BFGS can be terminated when the size of the estimated gradient is near zero, or using the relative difference of the deviances. The GSL BFGS implementation returns after every line search and after every line search iteration. Computing the deviance each time is too expensive and the change in deviance is too small to make the relative change approach work well. The alternatives are to identify line search completion by examining the sequence of points generated along the line search, or to use the gradient size for termination. The GSL documentation seems to encourage gradient-based termination, and hence this is our chosen termination method.

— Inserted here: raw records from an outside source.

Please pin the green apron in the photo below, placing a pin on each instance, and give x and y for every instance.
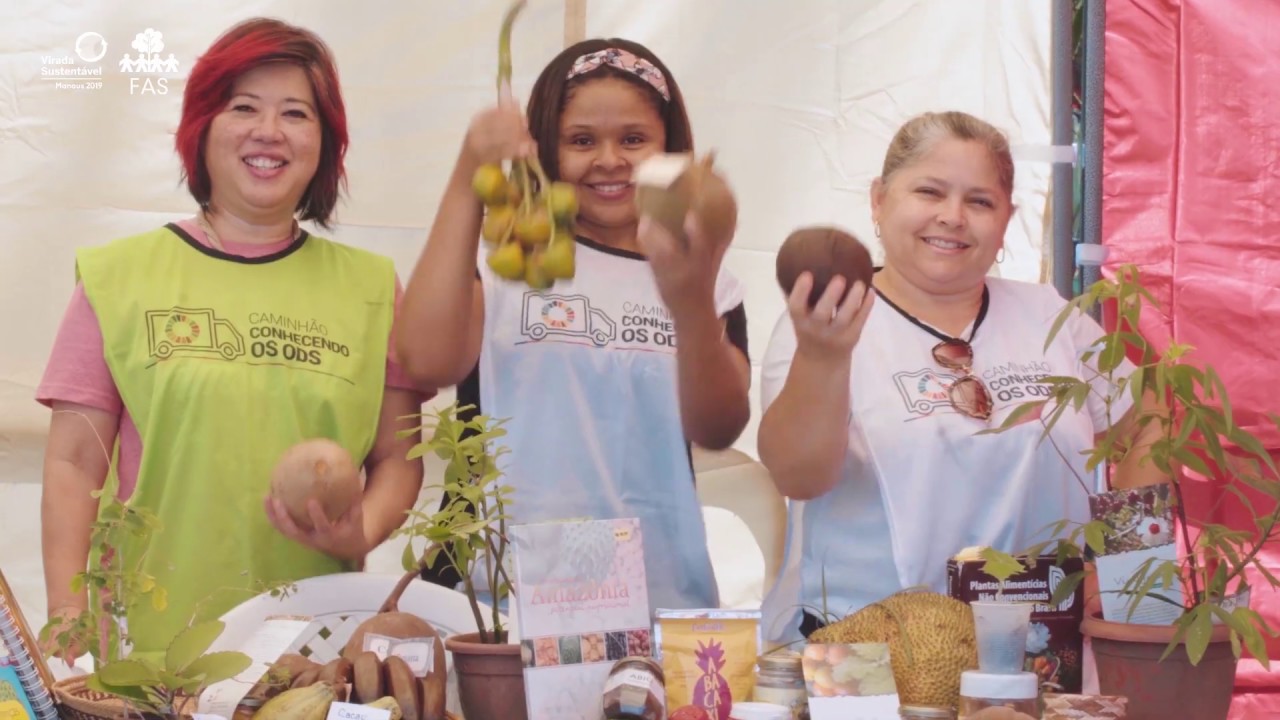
(223, 363)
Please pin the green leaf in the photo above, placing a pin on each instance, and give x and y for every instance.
(408, 560)
(218, 666)
(1198, 633)
(191, 643)
(135, 693)
(159, 598)
(1095, 536)
(1112, 354)
(128, 673)
(1000, 565)
(1066, 588)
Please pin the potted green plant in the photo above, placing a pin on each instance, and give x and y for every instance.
(1192, 413)
(156, 686)
(469, 533)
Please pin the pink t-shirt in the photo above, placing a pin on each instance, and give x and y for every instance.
(77, 369)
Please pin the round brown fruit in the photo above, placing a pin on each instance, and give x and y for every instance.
(316, 468)
(672, 185)
(826, 253)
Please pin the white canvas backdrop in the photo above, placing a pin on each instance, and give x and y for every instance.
(799, 98)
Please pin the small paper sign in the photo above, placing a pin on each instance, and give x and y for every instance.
(350, 711)
(419, 654)
(850, 682)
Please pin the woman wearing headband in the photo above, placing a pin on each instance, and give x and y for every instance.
(600, 420)
(873, 404)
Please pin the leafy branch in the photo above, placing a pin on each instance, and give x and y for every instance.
(1185, 411)
(470, 531)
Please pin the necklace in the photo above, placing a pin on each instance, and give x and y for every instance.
(913, 319)
(202, 220)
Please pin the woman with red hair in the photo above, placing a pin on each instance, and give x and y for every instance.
(211, 345)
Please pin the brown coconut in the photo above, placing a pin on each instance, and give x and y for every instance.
(391, 623)
(321, 469)
(826, 253)
(670, 186)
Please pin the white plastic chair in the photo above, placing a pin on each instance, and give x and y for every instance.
(338, 604)
(732, 481)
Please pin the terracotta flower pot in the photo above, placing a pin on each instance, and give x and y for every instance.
(1128, 661)
(490, 678)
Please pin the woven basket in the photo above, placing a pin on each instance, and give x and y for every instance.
(77, 702)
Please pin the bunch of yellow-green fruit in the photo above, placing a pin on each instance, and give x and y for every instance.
(529, 232)
(529, 220)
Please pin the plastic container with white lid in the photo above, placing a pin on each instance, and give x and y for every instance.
(759, 711)
(1015, 691)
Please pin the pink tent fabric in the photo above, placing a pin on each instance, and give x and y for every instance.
(1192, 196)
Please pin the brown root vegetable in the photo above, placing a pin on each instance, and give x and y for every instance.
(368, 677)
(826, 253)
(338, 671)
(405, 687)
(391, 623)
(316, 468)
(434, 696)
(306, 678)
(670, 186)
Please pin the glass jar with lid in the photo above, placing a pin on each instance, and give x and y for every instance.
(926, 712)
(780, 680)
(636, 689)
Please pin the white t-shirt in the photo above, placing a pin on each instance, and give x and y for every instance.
(918, 483)
(586, 374)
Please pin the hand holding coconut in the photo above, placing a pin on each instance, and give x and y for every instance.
(827, 277)
(688, 217)
(316, 500)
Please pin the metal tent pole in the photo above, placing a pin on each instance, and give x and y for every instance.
(1095, 39)
(1061, 203)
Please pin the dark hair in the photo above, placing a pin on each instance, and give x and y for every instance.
(552, 92)
(241, 49)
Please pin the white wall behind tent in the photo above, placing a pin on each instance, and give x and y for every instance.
(799, 98)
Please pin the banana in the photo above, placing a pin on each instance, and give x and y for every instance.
(310, 702)
(388, 703)
(306, 678)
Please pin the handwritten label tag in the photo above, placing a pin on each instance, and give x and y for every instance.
(350, 711)
(379, 645)
(417, 654)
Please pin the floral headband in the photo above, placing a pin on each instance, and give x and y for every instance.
(626, 62)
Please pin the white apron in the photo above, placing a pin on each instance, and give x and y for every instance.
(918, 483)
(586, 374)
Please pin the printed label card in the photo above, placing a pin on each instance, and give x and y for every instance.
(581, 605)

We do not intend to investigate BFGS-MLE thoroughly in this thesis, and only wish to make a rough comparison of the time it takes to converge to a competitive AUC . To this end we have run twelve experiments on each of our six datasets. These twelve experiments vary three parameters of GSL's BFGS implementation. The first of these is the gradient-termination epsilon gradeps for which we try values 0.01, 0.001 and 0.0001. The second parameter is initalpha, the initial step-length used by the line search. We do not anticipate that BFGS will be particularly sensitive to this parameter since our optimization surface is convex, and we only try values 0.01 and 0.000001 to be certain. The final parameter is lineeps, the tolerance applied to the relative orthogonality of the search direction and the gradient for the current line-search iteration. We were unsure how to tune this parameter, and tested its effect by setting it to 0.01 or 0.000001. All of these parameters are part of the GSL BFGS minimizer. We used the same cgwindow, rrlambda and binitmean settings chosen in our CG-MLE tests.

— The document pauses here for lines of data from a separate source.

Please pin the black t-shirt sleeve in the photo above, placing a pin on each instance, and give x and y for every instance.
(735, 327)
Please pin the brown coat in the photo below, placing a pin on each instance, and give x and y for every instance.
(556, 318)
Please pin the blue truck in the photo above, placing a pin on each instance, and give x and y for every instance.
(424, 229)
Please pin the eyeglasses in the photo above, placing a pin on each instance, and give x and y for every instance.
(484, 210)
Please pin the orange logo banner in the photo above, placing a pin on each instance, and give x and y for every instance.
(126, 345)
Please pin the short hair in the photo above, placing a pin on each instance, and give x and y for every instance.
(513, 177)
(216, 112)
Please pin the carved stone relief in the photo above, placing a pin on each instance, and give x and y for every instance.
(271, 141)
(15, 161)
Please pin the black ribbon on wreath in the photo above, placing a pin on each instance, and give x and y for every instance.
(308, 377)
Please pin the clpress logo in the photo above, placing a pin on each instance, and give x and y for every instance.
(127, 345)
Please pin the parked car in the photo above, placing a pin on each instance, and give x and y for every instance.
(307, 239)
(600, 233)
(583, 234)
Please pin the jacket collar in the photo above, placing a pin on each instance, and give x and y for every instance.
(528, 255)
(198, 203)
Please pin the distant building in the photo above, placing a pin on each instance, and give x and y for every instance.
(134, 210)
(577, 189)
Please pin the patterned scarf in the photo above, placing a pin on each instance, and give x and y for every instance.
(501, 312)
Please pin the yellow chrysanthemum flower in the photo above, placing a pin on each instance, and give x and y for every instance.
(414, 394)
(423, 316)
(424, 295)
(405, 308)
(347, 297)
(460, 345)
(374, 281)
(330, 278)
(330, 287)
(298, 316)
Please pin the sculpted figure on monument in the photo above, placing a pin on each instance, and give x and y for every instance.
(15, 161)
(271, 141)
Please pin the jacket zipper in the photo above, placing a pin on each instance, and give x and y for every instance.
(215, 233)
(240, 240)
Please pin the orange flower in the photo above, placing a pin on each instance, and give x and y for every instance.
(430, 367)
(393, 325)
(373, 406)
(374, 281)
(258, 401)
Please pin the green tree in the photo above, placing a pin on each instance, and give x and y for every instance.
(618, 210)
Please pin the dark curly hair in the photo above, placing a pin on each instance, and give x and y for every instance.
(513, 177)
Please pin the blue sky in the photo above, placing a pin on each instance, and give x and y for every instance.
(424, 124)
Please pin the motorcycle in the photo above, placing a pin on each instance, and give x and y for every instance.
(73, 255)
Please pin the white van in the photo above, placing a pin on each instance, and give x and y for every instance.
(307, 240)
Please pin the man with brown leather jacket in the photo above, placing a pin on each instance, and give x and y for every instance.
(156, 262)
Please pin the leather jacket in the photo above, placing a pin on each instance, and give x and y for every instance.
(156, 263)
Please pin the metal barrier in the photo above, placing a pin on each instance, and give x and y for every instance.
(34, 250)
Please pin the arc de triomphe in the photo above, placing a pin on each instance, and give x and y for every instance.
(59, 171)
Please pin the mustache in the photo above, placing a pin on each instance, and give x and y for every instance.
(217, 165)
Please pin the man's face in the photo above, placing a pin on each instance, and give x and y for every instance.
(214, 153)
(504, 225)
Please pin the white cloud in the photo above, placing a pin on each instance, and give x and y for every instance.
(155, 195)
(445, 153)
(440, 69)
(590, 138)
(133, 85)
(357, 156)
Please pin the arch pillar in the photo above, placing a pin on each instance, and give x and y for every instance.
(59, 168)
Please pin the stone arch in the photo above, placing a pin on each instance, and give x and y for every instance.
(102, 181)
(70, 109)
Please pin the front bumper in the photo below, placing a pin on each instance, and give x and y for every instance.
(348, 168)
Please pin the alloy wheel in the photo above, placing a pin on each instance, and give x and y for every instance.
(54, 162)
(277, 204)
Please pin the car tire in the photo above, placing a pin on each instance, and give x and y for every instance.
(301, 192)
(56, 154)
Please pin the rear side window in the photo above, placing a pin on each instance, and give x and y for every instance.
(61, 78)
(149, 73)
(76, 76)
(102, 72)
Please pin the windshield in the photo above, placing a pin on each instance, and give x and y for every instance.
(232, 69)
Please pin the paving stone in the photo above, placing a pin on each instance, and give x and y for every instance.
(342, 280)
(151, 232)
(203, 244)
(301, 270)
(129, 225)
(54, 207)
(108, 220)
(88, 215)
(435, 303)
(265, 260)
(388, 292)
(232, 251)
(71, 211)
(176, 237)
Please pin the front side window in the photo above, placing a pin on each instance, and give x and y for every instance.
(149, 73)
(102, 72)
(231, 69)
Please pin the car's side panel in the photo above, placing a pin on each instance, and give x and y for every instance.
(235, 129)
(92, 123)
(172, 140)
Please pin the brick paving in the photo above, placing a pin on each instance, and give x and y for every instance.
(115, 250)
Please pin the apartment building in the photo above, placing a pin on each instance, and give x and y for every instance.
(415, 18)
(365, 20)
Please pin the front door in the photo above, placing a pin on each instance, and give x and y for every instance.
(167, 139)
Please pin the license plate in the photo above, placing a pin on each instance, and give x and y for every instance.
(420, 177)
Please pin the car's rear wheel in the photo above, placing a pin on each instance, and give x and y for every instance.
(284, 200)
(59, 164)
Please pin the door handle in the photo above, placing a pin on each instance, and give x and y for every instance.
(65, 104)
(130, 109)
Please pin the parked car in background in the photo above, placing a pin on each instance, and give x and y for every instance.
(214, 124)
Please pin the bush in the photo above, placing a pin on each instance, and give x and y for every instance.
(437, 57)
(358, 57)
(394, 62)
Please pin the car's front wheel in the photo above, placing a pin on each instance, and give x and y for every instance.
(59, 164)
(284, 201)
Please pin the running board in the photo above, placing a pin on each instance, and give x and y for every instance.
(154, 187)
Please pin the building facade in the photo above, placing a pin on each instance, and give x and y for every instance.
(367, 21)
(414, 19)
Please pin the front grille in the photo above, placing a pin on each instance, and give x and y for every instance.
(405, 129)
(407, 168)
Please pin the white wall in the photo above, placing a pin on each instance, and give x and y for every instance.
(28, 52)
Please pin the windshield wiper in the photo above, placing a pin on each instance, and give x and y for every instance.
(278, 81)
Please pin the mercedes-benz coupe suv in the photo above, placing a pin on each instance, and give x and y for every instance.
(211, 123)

| ds1 | imdb | citeseer | ds2 | ds1.100pca | ds1.10pca | |||||||
| BFGS-MLE | 0.943 | 258 | 0.983 | 2775 | 0.947 | 755 | 0.716 | 4651 | 0.912 | 403 | 0.831 | 89 |
| CG-MLE | 0.946 | 152 | 0.983 | 469 | 0.946 | 98 | 0.724 | 3784 | 0.916 | 506 | 0.844 | 50 |
| ds1 | imdb | citeseer | ds2 | ds1.100pca | ds1.10pca | |||||||
| BFGS-MLE | 0.940 | 166 | 0.982 | 2628 | 0.947 | 740 | 0.716 | 4651 | 0.911 | 396 | 0.826 | 81 |
| CG-MLE | 0.946 | 152 | 0.983 | 469 | 0.946 | 98 | 0.724 | 3784 | 0.916 | 506 | 0.844 | 50 |
Our experiments confirm that the value of initalpha had little
effect on time or AUC . The same can be said of lineeps, with the
exception of experiments on dataset ds1. It seems likely that a
self-tuning version of lineeps similar to
-cgeps of
Section 5.2.2 would perform adequately. For
gradeps the value 0.01 always produced poor AUC scores, while
there was no obvious pattern to whether 0.001 or 0.0001 would produce
the optimal AUC or speed. Thankfully there was little variation
between AUC and speed for gradeps=0.001 and gradeps=0.0001.

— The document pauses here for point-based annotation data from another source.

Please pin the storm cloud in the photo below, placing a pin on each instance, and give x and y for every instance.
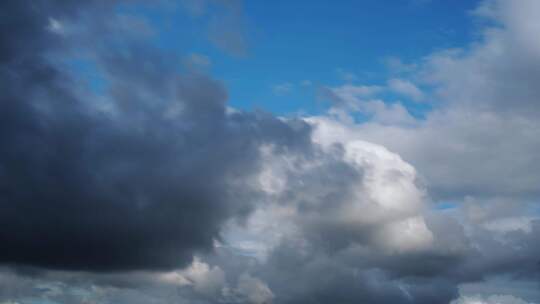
(141, 184)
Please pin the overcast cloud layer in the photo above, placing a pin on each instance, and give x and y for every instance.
(151, 189)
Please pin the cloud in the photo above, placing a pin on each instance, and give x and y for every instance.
(138, 186)
(405, 88)
(494, 299)
(155, 192)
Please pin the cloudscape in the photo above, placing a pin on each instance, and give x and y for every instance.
(258, 152)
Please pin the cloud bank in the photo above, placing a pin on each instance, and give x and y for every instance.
(148, 188)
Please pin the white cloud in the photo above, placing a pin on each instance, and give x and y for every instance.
(282, 89)
(405, 88)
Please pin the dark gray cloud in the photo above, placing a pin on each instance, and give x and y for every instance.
(154, 191)
(141, 185)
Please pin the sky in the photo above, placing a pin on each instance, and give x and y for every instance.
(257, 152)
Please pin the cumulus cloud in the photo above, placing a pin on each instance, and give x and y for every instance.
(156, 192)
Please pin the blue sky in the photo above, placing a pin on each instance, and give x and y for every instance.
(259, 152)
(292, 43)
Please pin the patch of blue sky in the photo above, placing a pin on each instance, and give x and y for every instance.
(318, 42)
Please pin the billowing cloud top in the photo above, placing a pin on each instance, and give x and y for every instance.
(145, 186)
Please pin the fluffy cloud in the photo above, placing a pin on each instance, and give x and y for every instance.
(156, 192)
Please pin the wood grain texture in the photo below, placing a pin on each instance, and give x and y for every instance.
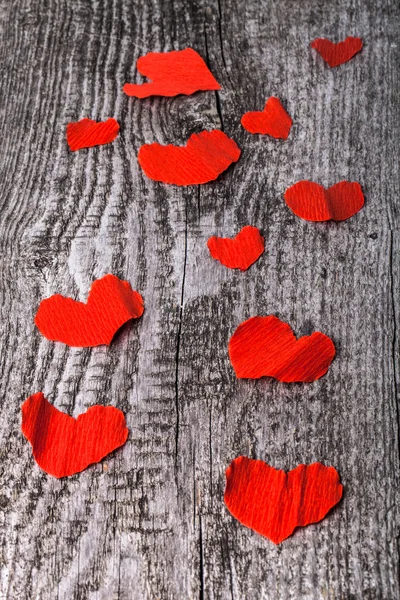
(149, 522)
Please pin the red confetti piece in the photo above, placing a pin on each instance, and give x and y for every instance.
(273, 120)
(273, 502)
(267, 347)
(62, 445)
(111, 303)
(239, 252)
(87, 133)
(205, 156)
(172, 73)
(312, 202)
(337, 54)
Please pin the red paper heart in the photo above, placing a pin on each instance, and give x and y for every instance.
(273, 502)
(61, 445)
(205, 156)
(267, 347)
(172, 73)
(312, 202)
(273, 120)
(337, 54)
(87, 133)
(111, 303)
(239, 252)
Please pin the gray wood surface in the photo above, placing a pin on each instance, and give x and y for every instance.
(149, 522)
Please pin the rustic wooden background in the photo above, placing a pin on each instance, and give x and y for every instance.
(149, 522)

The best results of our experiments with BFGS-MLE are summarized in Tables 5.41 and 5.42. The first of these tables shows the best AUC value obtained over the twelve parameter combinations for each dataset. The second table shows the fastest experiment of the twelve which produces an AUC similar to the best AUC values of the first table. BFGS achieved similar AUC scores to those found by IRLS in Tables 5.19 and 5.20 and CG-MLE in Table 5.37. The fastest times are not competitive with the other algorithms. The times for BFGS experiments with gradeps=0.01 are much faster than those shown in Table 5.42, but some AUC scores in that table are approaching sub-optimal and all scores are miserable once gradeps=0.01.
Our BFGS-MLE experiments lead us to believe that proper tuning and careful attention to detail will not produce significant gains over the other LR methods we have described. We will not explore BFGS-MLE further in this thesis.